The National Academy of Sciences used its National Research Council to draw up a report on the application of recombinant DNA techniques in agriculture and found five very possible issues: it could pose a threat to human health, a possible disruption of natural environments, threats to agricultural production from more rapid evolution of resistant pests, a disruption of third work agricultural economy, and there’s the principled objection to “unnatural interventions.” Basically it’s a dice toss every time you play with the genetic fabric of life. In an attempt to create a tomato that resists frost, you could end up triggering its mRNA to read the genetic code in a way that produces toxicity in not just the leaves and stem but also in the fruit – leaving you with frost-resistant, enduring, poisonous tomatoes. The scare of “super weeds” is also something to be weary about. The introduction of an herbicide gene into the natural order could cause hybridization that turns out more herbicide-resistant plants that will not only over crowd fields and strangle ecosystem balances, but in time will be ill-suited for the wild because of their dependence on unnaturally high amounts of fertilizer that only cultivars can provide. The real victim, though, is the farmer; who are slaves to the economic machine and to the price determined by the aggregate production of all farmers. Agriculture’s design around the monoculture – vast fields of just one crop – is ecologically backwards as it is. This infrastructural problem is a literal breeding ground for pests who feed on the one crop and makes it really efficient for them to wipe out entire fields. Now imagine if the pest develops a resistance to the genetically produced pesticide? Without the freedom to set their own price, they need to adapt to the whim of the market, and such a technology as this could easily ruin the livelihood of small business farmers. It’s a lose-lose situation for both people and the environment.

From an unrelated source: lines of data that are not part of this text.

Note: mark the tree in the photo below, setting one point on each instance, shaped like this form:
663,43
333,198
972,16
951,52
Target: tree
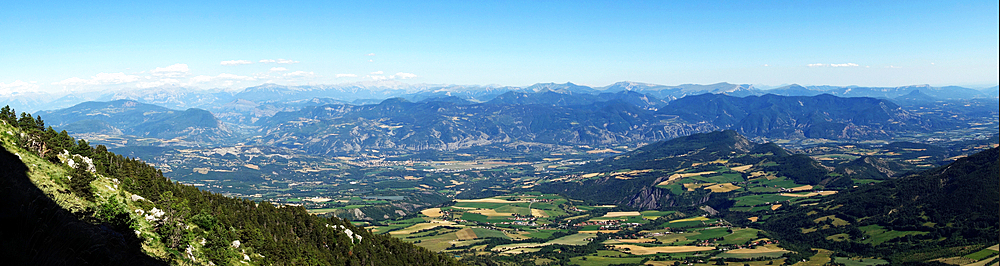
79,181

It should be noted that some genetic modification is great and necessary for some people. Without modifying bacterial DNA to produce insulin, diabetics in our world would be at a complete loss. However, it’s not likely that insulin-producing bacteria will cause harm in the natural environment if released from labs. So should that be the line? To limit our research and god-playing to the lab and only on innocuous organisms that pose no threat to the giant interconnected web of life? Liberty Hyde Bailey in his The Outlook to Nature said “If nature is the norm then the necessity for correcting and amending abuses of civilization become baldly apparent by very contrast,” and in his The Holy Earth he expands, “To live in right relation with his natural conditions is one of the first lessons that a wise farmer or any other wise man learns.” In looking back at the perfect wisdom that history has to offer, we can see that the destruction of the Native Americans were the “things that once possessed cannot be done without.” Let’s not reach that point, where we become so dependent on living by such artificial means, and the slightest miscalculation could doom the entirety of our species all for the sake of the perfect french fry. With all that science has provided for us, it would mean the most ironic end to the promising organism that we are.